Does this mean my Pharaoh hound isn’t descended from the time of Cleopatra? • Well, its not looking good, BUT... • The data and techniques weren’t sufficient to build a statistically strong phylogenetic tree for more than a few breeds. That is, it can’t tell you who was descended from whom, and when... • The clustering only tells how close the breeds, as represented by the individuals tested, are with respect to a certain distance metric. May reflect any number of things including... • morphological similarity in part or whole • behavioral similarity
And then came Tasha... • Scientists at the Broad Institute were able to create a high quality map of Tasha’s genome • “Guide comparative analysis of human genome” • “Explore genetic basis of disease susceptibility, morphological variation and behavioral traits” Lindblad-Toh, K., C. M. Wade, et al. (2005). "Genome sequence, comparative analysis and haplotype structure of the domestic dog." Nature438(7069): 803-819. Broad Institute
Some comparisons with human & mouse genome • Dog genome is ~2.4GB which is smaller than human genome (~2.9GB) or mouse genome (~2.6GB) • Dogs have 18,846 genes vs. 20426 genes in humans: dogs may be closer to “common ancestor” • High degree of synteny (similar genes line up together on chromosomes) • One of the most significant findings was a “common set of functional element corresponding to ~5% of human genome.” The stuff that makes organisms work? • 1.5% protein coding genes, the remainder is clustered around these genes and probably include “regulatory elements, structural elements and RNA genes”
SNPs • An SNP is a location in the genome where the nucleotide base (ATCG) shows some variation across the population. • SNP Rate = bases/SNP • The higher the SNP rate, the ‘closer’ the breeds/individuals are. Lindblad-Toh, K., C. M. Wade, et al. (2005). "Genome sequence, comparative analysis and haplotype structure of the domestic dog." Nature438(7069): 803-819.
Lindblad-Toh, K., C. M. Wade, et al. (2005). "Genome sequence, comparative analysis and haplotype structure of the domestic dog." Nature438(7069): 803-819. Family Tree
SNPs & Linkage Disequilibrium • LD is a measure that reflects the degree to which elements such as SNPs are correlated, i.e., knowing the value of one lets you predict the value of another. For example, • SNP 1 is A in 25% of the population, and SNP 2 is G in 10% of the population. The laws of probability would say that the frequency of SNP1 = A and SNP2 =G in a given individual => 2.5%. If it is observed to be well above 2.5%, then it is in “linkage disequilibrium”. • Knowing SNP1 in this case helps predict the value SNP2.
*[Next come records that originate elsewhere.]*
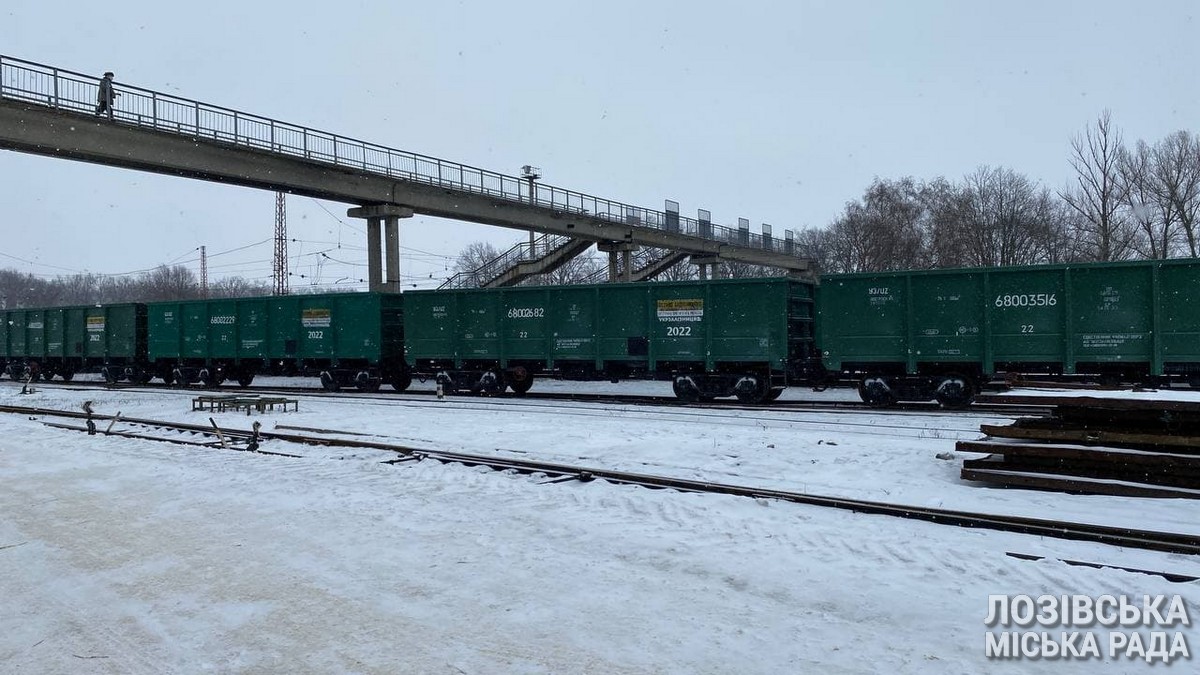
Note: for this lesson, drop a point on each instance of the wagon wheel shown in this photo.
(329, 382)
(954, 390)
(364, 382)
(685, 389)
(401, 381)
(210, 378)
(751, 389)
(520, 380)
(874, 390)
(492, 382)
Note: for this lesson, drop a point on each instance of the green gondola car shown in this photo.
(748, 338)
(942, 333)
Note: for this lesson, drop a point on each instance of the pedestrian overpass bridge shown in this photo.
(49, 111)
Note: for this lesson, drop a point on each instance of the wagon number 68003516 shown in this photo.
(1027, 300)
Lindblad-Toh, K., C. M. Wade, et al. (2005). "Genome sequence, comparative analysis and haplotype structure of the domestic dog." Nature438(7069): 803-819. Ostrander, E. A. and R. K. Wayne (2005). "The canine genome." Genome Research15: 1706-1716. Structure seen in Boxer consistent across breeds • But LD varies 10x across breeds reflecting origin & pop. size.
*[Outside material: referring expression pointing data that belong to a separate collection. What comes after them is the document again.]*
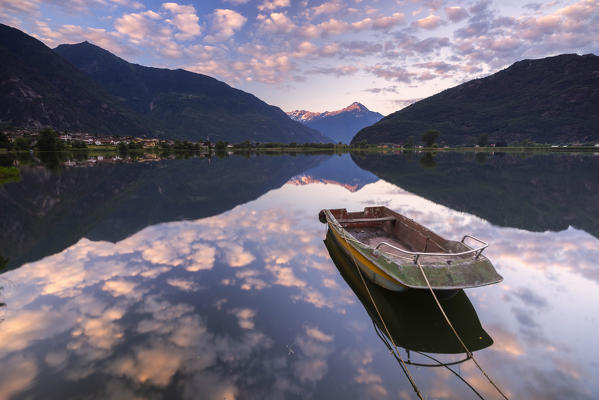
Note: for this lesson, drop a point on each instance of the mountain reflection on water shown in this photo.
(246, 303)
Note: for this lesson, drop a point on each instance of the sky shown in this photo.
(320, 55)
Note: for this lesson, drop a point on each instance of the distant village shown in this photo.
(95, 140)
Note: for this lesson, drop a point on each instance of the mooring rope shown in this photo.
(384, 340)
(468, 352)
(396, 352)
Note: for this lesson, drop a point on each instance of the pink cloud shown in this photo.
(184, 19)
(224, 25)
(430, 22)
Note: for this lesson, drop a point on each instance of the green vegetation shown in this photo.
(9, 174)
(183, 105)
(49, 141)
(430, 137)
(483, 140)
(22, 144)
(4, 142)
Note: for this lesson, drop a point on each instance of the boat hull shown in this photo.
(445, 275)
(369, 269)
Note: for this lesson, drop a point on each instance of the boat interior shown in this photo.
(380, 224)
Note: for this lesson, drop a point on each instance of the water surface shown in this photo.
(210, 279)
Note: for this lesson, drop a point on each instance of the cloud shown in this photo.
(273, 4)
(456, 13)
(245, 317)
(137, 25)
(430, 22)
(183, 284)
(328, 7)
(317, 334)
(224, 24)
(18, 377)
(184, 19)
(275, 23)
(386, 23)
(391, 73)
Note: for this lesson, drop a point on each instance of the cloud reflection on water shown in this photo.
(192, 306)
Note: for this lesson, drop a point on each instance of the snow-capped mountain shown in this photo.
(340, 125)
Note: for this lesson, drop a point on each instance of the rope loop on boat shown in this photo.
(468, 352)
(395, 352)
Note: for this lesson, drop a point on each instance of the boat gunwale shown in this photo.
(396, 260)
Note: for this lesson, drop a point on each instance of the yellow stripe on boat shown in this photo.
(361, 258)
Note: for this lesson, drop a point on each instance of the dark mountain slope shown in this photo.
(340, 125)
(187, 105)
(544, 192)
(550, 100)
(39, 88)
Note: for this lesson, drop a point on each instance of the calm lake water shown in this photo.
(209, 278)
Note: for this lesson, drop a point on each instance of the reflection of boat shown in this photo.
(412, 318)
(395, 252)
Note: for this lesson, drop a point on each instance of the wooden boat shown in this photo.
(412, 319)
(388, 248)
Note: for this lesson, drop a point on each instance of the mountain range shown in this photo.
(340, 125)
(549, 100)
(83, 87)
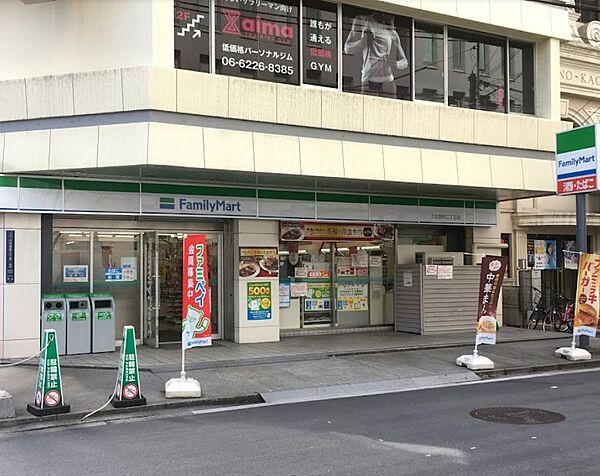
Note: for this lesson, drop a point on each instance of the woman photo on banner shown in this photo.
(375, 37)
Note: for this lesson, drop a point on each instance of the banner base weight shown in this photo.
(182, 388)
(136, 402)
(37, 411)
(475, 362)
(572, 353)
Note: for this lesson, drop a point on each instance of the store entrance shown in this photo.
(163, 286)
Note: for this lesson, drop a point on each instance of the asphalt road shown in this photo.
(426, 432)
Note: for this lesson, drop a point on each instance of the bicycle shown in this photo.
(539, 312)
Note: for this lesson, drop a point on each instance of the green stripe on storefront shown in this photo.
(198, 190)
(52, 184)
(576, 139)
(342, 198)
(437, 202)
(97, 186)
(286, 195)
(8, 181)
(267, 194)
(383, 200)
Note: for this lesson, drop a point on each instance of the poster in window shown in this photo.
(257, 40)
(319, 47)
(571, 255)
(376, 53)
(192, 37)
(545, 254)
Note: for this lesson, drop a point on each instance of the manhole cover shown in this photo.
(516, 415)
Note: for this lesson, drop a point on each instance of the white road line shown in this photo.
(316, 398)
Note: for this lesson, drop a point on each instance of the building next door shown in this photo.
(163, 286)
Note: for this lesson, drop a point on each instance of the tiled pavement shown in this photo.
(227, 354)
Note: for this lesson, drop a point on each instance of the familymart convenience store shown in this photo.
(125, 239)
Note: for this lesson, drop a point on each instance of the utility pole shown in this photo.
(581, 244)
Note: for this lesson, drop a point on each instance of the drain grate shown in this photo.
(517, 415)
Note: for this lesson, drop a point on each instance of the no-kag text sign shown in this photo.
(490, 285)
(196, 328)
(577, 160)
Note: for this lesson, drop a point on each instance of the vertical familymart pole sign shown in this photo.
(577, 160)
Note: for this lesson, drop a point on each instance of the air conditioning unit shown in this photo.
(454, 258)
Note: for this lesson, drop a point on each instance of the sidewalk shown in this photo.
(295, 368)
(227, 354)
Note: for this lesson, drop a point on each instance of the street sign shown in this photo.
(577, 160)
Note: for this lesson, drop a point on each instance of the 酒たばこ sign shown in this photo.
(577, 160)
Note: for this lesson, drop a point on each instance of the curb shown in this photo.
(73, 417)
(562, 365)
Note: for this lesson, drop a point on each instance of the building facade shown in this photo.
(530, 225)
(318, 145)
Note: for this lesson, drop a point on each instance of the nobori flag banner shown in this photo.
(586, 304)
(128, 392)
(49, 398)
(196, 324)
(490, 286)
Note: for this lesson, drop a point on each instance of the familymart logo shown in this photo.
(166, 203)
(201, 205)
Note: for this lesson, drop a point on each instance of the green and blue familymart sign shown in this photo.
(68, 195)
(577, 160)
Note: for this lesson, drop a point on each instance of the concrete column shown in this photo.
(20, 303)
(254, 233)
(547, 79)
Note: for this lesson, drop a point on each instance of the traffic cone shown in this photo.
(129, 393)
(49, 398)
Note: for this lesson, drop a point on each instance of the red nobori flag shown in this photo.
(490, 285)
(196, 323)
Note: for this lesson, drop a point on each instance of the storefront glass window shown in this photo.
(335, 281)
(376, 47)
(521, 78)
(71, 262)
(319, 51)
(257, 40)
(192, 36)
(117, 272)
(429, 62)
(477, 73)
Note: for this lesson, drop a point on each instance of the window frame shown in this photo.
(447, 63)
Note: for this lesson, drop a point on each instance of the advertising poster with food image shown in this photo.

The big story • Wolf to dog created a bottleneck resulting in subset of wolf haplotypes • Pre-breed dogs characterized by diverse short haplotype blocks • Selective breeding created new bottleneck • Breeds characterized by long breed specific haplotype blocks made up of short ancestral blocks
The big story continued... • Within a typical 10KB region... • ~10 distinct haplotypes across breeds • Within a single breed, typically see 4 haplotypes with the 2 most common accounting for 80% of the frequency • Across breeds, haplotypes & frequency vary, but a high degree of sharing
So why do you care? • The structure of the dog genome means that it is dramatically easier to identify genetic basis for disease in dogs • 10-15K SNPs vs. 300K SNPs in humans to provide coverage • 99% chance of detecting locus given 100 affected and un-affected dogs in case of a single dominant gene • More difficult in case of multiple interacting genes, but still very high chance • Within breed and cross breed comparisons will be useful.